Late last year, Denmark-based Novo Nordisk quietly started phase 1 clinical trials of a pill that it hopes to market as an alternative to insulin injections. Offering patients with diabetes the chance to avoid painful needles has long been the holy grail of some pharmaceutical companies, especially Novo, a leader in diabetes treatment for much of its 87-year history. Novo’s entry into clinical testing puts the company ahead of the pack of drugmakers trying to encapsulate insulin into an easy-to-swallow dose.
The fact that Novo entered phase 1 testing with little fanfare is apropos, however, considering the checkered history of insulin drug development. Insulin is a protein that rapidly degrades in the stomach and upper portion of the small intestine, making it almost impossible to deliver orally. Several drugmakers have attempted to deliver insulin via the lungs, most notably Pfizer, which introduced its inhalable insulin drug, Exubera, in 2006. But the product flopped–patients balked at the clumsy inhaler and doctors questioned whether it might endanger the lungs. Several other drugmakers, Novo among them, abandoned their attempts to make inhalable insulin in the wake of Exubera’s failure.
Theoretically, delivering insulin through the stomach should be ideal: insulin would travel directly to the liver, its primary site of action, in a way that mimics the action of endogenous insulin. Because insulin injections go into muscle and fat, patients who use them are susceptible to hypoglycemia. Mads Krogsgaard Thomsen, Novo’s chief scientific officer, says that’s why he believes oral insulin could be safer and more convenient than either the injectable or inhalable forms. But he urges caution for now.
The challenge of making an insulin pill that can survive the digestive system has been magnified by the characteristics of the molecule itself. Human insulin is a large and complex protein. So even if it survives being doused by stomach acid, it’s unlikely to be easily absorbed by the epithelial cells of the gut. Thus the portion of oral insulin that actually makes it into the bloodstream is under 1 percent. “You can’t use human insulin” in a pill, Thomsen says. “It doesn’t work.”
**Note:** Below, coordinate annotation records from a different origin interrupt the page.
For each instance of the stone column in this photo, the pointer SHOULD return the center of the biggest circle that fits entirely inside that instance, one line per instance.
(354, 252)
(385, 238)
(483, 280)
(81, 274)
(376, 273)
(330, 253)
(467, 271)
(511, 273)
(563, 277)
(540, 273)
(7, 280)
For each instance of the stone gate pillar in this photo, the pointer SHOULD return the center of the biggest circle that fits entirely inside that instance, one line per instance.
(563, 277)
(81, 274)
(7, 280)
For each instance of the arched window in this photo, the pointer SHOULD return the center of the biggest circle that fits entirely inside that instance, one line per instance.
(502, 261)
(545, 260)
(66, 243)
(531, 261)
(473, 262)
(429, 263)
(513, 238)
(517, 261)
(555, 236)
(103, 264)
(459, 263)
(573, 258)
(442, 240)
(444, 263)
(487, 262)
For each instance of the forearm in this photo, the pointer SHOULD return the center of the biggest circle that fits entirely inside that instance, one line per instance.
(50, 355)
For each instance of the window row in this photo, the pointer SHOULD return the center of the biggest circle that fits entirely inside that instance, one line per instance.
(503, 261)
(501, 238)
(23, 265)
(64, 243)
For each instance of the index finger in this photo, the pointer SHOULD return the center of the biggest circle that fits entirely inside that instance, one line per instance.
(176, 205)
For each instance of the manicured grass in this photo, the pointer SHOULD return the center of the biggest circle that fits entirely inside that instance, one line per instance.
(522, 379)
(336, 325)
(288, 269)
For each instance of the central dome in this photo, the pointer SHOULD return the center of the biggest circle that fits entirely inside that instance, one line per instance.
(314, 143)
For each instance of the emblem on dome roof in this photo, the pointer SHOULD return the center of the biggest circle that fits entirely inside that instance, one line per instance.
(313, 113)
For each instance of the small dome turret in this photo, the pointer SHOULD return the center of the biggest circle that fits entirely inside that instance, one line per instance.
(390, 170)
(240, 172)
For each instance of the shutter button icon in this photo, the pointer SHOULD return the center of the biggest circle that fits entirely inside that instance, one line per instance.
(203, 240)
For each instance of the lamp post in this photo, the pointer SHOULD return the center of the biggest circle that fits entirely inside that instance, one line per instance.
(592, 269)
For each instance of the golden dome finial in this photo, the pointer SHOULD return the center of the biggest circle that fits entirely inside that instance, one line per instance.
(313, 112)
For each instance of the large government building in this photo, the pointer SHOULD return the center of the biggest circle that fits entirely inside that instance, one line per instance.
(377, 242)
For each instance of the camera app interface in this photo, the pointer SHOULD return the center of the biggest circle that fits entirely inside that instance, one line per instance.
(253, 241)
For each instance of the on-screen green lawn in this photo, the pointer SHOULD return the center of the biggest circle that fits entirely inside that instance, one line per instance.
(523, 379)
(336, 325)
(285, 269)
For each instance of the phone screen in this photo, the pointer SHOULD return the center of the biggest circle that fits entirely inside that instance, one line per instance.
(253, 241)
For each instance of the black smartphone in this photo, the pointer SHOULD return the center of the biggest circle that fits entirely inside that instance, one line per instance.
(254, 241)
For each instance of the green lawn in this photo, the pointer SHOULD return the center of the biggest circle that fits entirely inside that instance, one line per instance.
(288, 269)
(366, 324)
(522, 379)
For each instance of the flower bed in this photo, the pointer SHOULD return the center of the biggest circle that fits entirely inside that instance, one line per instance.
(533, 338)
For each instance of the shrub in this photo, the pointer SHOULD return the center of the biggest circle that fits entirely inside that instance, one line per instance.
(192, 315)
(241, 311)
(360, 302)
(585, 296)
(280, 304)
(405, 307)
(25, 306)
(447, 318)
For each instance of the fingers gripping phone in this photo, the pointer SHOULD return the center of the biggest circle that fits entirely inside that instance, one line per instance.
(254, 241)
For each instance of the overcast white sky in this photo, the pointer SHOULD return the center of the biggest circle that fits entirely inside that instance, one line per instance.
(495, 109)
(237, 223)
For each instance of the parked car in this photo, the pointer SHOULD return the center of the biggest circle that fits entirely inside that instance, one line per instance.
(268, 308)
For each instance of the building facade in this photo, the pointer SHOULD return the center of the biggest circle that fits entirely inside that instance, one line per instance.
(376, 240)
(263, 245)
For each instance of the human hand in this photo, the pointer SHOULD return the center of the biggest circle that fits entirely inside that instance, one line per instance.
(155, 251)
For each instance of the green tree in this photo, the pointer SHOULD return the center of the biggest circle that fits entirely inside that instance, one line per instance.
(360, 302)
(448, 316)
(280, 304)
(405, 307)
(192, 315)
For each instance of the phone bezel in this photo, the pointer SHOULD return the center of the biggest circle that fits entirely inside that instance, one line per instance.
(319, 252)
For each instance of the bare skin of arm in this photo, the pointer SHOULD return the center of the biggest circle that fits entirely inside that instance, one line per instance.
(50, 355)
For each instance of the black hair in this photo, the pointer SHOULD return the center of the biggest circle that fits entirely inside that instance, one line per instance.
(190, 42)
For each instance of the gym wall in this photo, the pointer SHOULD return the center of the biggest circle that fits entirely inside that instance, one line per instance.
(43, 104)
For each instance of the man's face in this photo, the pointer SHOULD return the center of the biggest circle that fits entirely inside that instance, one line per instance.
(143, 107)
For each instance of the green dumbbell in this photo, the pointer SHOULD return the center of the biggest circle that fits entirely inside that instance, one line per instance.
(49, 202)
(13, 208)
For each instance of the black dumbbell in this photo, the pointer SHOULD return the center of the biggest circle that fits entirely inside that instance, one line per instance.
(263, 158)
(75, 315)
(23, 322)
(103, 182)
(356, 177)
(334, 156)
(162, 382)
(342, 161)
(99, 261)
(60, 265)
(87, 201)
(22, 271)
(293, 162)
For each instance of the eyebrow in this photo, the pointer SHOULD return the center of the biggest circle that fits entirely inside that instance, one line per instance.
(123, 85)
So Novo’s scientists set out to increase the oral viability of insulin tenfold through protein engineering. They embarked on a painstaking, multiyear process designed to answer some key questions: What are the enzymes that attack the molecule, and where do they attack it? The scientists used the insight they gained to design a pill that can transverse the stomach without being broken down, facilitating the transfer of insulin across cells and into the bloodstream.